Microvascular problems are a feared consequence of diabetes, hence regular testing are required. To assess for diabetic retinopathy, skilled medical personnel should perform regular diabetic retinal exams. Patients with neuropathy who are at risk for amputation can be identified with a neurologic examination and monofilament testing. Clinicians can also advise patients to conduct frequent foot checks to detect lesions that might otherwise go unreported due to neuropathy. To address neuropathic pain in diabetes, low-dose tricyclic antidepressants, duloxetine, anticonvulsants, topical capsaicin, and pain medicines may be required. Urine microalbumin testing, in combination with the estimated GFR, can detect early renal alterations from diabetes, such as albuminuria greater than 30mg/g creatinine. Angiotensinconverting enzyme (ACE) inhibitors and angiotensin receptor blockers (ARBs) are the preferred medications for delaying the transition of microalbuminuria to macroalbuminuria in patients with Type 1 and Type 2 diabetes.
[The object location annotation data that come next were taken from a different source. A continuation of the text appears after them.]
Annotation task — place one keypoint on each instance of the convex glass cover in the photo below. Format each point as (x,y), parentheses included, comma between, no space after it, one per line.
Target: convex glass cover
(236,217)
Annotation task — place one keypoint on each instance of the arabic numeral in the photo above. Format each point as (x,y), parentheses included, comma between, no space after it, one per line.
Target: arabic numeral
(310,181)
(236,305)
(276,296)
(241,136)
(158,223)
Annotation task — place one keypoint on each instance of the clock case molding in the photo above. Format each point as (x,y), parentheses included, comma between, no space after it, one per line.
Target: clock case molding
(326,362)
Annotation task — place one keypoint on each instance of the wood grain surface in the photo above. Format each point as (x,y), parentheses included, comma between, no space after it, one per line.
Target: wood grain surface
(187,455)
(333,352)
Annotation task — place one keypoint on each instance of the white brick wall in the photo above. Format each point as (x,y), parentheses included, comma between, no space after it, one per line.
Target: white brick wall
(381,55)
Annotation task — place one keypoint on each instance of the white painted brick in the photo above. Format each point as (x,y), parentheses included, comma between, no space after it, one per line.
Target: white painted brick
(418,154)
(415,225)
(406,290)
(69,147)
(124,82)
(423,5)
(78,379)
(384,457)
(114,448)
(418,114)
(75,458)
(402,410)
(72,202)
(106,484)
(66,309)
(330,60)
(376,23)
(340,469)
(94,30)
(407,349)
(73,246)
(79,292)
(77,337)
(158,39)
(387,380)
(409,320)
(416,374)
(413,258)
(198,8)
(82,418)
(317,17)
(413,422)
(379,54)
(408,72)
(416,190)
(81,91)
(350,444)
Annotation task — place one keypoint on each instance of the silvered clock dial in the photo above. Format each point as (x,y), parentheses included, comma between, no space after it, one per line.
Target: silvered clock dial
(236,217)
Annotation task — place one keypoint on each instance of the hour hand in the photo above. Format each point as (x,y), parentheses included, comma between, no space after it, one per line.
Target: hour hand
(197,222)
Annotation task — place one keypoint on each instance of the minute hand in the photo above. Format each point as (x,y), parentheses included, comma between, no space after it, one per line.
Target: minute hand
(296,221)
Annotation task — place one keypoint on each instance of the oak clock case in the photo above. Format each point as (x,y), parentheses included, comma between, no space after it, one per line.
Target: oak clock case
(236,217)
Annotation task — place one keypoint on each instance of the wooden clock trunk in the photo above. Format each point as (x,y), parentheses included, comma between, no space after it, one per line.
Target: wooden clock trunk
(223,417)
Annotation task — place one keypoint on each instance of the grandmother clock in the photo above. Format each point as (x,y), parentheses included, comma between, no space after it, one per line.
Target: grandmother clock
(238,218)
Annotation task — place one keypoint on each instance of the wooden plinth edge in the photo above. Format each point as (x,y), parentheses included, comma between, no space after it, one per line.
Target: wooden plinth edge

Regular blood pressure screening is also recommended for diabetics, with a target of 130 mmHg systolic blood pressure and 85 mmHg diastolic blood pressure. Angiotensinconverting enzyme inhibitors, angiotensin receptor blockers, diuretics, beta-blockers, and/ or calcium channel blockers are commonly used in the treatment of hypertensive diabetes. The American Diabetes Association (ADA) recommends lipid monitoring for diabetics, with a goal of LDL cholesterol (LDL-C) of less than 100 mg/dL in the absence of cardiovascular disease (CVD) and fewer than 70 mg/dL in the presence of atherosclerotic cardiovascular disease (ASCVD). Statins are the first-line treatment for diabetics who have dyslipidemia. Low-dose aspirin, according to the American Diabetes Association, may be advantageous for diabetic patients who are at high risk for cardiovascular events; however, the effect of aspirin in lowering cardiovascular events in diabetic individuals is unknown.